Clay Center, Nebraska
As the county seat of Clay County, Clay Center is the site of the historic courthouse which dominates the town square. Thirty retail stores and establishments serve the community of 980 people. There is always something to do with community plays and school events, church fellowship activities, and many organizations offering opportunities for everyone.
The Fourth of July, "Old Trusty Days," county fair, and good football games are a few of the highlights of the year, enjoyed by not only the people in Clay Center, but also from all over the county.
The town of Clay Center was laid out in the summer of 1879. In an election held on November 4, 1879, the voters favored the proposition that the seat of government be moved to the middle of the 16-township county and be given the name "Clay Center."

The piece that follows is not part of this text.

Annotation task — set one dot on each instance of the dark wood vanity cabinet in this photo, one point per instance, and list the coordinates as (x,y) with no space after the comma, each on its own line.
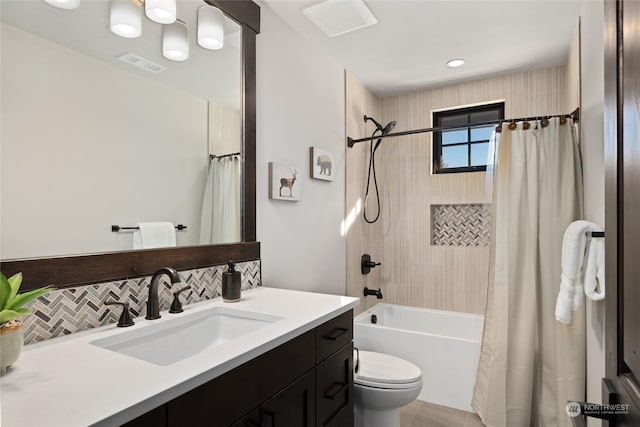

The election was, of course, contested by heated competitions with rivals Sutton and Harvard. But as soon as a one-story, frame building was completed, the county records were whisked out of the building in Sutton in the dead-of-night, and brought to the official county seat by horse and wagon. Thus ended another colorful Nebraska county seat saga. In February 1887, Clay Center became an incorporated village.
Industrial development began in 1903 when M. M. Johnson built a factory to manufacture "Old Trusty" poultry incubators and brooders that were sold nationwide. The factory provided employment for hundreds of local citizens. The Johnson Company established radio station KMMJ in 1925 to promote its products, and the station made Clay Center a well-known and respected name in farm homes throughout the Midwest.
Clay Center experienced dramatic change in 1942 when a Naval Ammunition Depot was built just west of town to produce bombs and shells during World War II. This property was later transferred to the U.S. Department of Agriculture and has been designated by Congress as the Roman L. Hruska U.S. Meat Animal Research Center.